Why you should never let snow get into your barrels
For shooting, snow is usually considered a good thing, adding a touch of winter wonderland to the occasion — just don’t get it in your barrels warns Alasdair Mitchell
Dangers of obstructing gun barrels
In the countryside, normal life goes on in wintry weather. And that includes shooting, which usually thrives in snowy conditions. A bit of old-fashioned hard weather keeps the birds from straying, while a decent covering of snow adds a winter wonderland aspect to a driven pheasant shoot. A blanket of snow also helps to reveal the nocturnal wanderings of a host of animals. In short, snow is generally a good thing for shooting — just as long as it doesn’t get into the barrels of your gun. One slip or trip, and you could find your gun barrels plugged up. Worse, if you don’t realise this, the consequences could be disastrous. Obstructing gun barrels is dangerous.
How to protect gun barrels
Shotgun barrels are very thin and may burst on firing due to the increased pressure caused by an obstruction. I learned about this at an early age, when reading The Little Grey Men by that great writer BB. One of the characters in the book gained revenge by secretly pushing tree leaves down the barrels of the villain’s shotgun.

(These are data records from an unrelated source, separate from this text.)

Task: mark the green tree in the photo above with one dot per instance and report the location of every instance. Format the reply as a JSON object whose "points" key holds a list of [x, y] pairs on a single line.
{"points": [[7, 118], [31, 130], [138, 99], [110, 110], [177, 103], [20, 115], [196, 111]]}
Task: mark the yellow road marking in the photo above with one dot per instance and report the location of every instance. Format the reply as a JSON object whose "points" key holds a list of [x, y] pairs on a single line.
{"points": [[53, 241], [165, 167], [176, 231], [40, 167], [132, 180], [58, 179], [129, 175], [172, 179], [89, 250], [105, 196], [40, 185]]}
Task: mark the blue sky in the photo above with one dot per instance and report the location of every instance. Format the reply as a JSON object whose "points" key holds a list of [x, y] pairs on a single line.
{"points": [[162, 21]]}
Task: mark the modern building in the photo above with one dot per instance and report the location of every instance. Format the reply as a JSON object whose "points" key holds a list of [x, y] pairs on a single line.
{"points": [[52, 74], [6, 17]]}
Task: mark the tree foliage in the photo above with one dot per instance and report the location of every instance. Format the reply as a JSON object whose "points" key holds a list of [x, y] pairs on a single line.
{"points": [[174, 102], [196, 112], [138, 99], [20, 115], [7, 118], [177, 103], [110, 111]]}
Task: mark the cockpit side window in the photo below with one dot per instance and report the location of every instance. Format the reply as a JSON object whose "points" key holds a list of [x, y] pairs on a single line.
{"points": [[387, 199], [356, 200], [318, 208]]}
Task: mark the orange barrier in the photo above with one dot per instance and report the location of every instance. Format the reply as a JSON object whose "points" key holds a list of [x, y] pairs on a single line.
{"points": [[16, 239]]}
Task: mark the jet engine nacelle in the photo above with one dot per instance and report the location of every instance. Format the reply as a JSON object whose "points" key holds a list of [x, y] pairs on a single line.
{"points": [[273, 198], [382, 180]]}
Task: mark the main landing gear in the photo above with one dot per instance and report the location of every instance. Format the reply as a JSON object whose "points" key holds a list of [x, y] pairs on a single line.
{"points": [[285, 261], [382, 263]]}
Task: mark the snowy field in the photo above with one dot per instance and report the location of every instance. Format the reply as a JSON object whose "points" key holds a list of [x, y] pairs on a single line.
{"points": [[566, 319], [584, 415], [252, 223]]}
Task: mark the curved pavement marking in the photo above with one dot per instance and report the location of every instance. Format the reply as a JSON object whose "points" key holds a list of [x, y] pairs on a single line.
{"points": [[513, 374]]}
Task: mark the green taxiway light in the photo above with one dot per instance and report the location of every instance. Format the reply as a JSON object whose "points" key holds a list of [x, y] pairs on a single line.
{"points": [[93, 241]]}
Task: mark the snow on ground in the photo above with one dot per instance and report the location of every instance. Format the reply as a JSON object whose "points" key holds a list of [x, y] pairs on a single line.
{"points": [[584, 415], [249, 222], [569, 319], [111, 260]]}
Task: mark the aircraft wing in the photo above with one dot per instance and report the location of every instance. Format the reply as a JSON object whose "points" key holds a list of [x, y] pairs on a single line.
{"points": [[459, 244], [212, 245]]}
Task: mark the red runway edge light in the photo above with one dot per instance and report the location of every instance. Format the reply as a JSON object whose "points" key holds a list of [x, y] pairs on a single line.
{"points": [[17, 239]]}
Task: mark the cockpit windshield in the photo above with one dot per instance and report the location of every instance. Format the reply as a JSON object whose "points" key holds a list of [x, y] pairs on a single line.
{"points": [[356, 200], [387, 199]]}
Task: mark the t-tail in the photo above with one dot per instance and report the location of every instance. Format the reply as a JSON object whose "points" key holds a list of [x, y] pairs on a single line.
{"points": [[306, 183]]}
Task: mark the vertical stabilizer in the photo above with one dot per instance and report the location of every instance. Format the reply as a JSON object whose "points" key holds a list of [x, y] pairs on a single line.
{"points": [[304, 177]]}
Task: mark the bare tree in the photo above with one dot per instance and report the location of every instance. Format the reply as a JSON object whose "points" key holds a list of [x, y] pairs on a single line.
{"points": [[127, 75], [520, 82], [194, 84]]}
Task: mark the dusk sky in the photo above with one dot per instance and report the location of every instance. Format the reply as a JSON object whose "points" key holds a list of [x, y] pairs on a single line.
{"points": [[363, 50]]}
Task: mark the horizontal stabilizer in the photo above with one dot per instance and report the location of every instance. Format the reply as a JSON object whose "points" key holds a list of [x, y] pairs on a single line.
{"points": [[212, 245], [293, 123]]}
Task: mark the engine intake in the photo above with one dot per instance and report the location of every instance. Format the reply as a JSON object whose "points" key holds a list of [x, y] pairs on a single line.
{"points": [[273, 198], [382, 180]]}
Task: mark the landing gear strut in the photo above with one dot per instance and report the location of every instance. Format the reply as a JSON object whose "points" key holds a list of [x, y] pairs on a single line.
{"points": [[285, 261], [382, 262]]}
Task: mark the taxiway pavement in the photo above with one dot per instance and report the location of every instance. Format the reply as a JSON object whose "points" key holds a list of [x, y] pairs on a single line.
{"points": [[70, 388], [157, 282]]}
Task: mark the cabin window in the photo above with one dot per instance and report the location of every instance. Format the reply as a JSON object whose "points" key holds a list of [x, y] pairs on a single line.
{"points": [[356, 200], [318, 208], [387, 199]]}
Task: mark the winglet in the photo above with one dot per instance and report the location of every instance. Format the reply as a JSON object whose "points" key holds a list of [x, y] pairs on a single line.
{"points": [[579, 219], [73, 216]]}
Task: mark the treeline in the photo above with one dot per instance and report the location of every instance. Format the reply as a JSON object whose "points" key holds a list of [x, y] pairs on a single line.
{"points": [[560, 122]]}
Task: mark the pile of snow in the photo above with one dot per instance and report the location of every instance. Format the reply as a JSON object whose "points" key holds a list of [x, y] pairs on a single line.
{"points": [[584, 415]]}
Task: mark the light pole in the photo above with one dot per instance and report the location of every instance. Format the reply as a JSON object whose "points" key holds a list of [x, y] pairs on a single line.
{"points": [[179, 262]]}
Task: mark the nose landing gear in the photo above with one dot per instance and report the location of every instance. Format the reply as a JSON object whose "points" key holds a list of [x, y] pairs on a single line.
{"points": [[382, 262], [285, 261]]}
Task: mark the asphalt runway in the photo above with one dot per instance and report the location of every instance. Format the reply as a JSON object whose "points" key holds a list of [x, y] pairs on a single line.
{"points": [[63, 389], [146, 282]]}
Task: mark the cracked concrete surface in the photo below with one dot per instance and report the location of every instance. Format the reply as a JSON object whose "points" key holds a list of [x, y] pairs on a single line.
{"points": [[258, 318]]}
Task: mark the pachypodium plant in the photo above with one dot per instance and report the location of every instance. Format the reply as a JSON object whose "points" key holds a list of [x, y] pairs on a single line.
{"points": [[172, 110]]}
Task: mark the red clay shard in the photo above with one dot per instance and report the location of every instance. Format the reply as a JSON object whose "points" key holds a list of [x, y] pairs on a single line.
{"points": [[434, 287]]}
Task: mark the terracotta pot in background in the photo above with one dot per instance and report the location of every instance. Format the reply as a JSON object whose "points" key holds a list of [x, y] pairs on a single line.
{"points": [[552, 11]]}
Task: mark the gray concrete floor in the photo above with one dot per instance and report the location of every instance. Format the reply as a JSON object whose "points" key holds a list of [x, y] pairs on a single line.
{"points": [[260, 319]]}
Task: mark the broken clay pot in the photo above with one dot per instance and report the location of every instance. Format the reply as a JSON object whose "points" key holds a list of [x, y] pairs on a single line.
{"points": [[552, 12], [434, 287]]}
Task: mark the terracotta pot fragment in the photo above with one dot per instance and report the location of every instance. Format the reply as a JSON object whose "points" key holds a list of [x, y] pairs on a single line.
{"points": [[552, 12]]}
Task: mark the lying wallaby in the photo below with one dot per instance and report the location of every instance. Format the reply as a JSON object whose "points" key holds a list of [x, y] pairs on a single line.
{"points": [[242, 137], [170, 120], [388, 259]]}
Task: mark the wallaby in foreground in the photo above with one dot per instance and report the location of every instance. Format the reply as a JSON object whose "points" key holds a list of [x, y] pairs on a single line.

Rifle barrels are a very different matter, being much more robust. To tape or not to tape? That is the question. I’m talking about covering the muzzle of a rifle with electrical tape, or something of that ilk, to prevent the ingress of snow, rain or mud. I used to carry a pull-though with me when stalking, but it occurred to me that it wouldn’t be of much use if the barrel was badly blocked.
A cleaning rod would do the job — but how many of us go to the bother of carrying one in the field? It makes more sense to avoid obstructing gun barrels in the first place. The tape is invariably burst, or blown off the muzzle entirely, by the column of compressed air that is forced up the barrel ahead of the bullet. Studies have shown that moderate taping has no measurable effect on accuracy. In wartime, condoms were often used as barrel protectors and today some people use small balloons or medical finger guards.
During the COVID-19 pandemic, fingers cut from nitrile gloves have been used. With the use of sound moderators now common, balloons have been making a comeback. Nowadays, most winter stalking entails using rifles with weatherproof plastic stocks. I used to have a rifle with a floating barrel and a lovely wooden stock. I generally used it for stags, or in Africa. On the few times I took it out for hinds in the winter, I noticed that the fore-end tended to warp in wet, sleety conditions, causing it to touch the floating barrel in places. I don’t know for certain what this did to the accuracy, but it cannot have been good as it must have affected the barrel vibration.
I wish you a happy New Year, some scenic snow and clear barrels.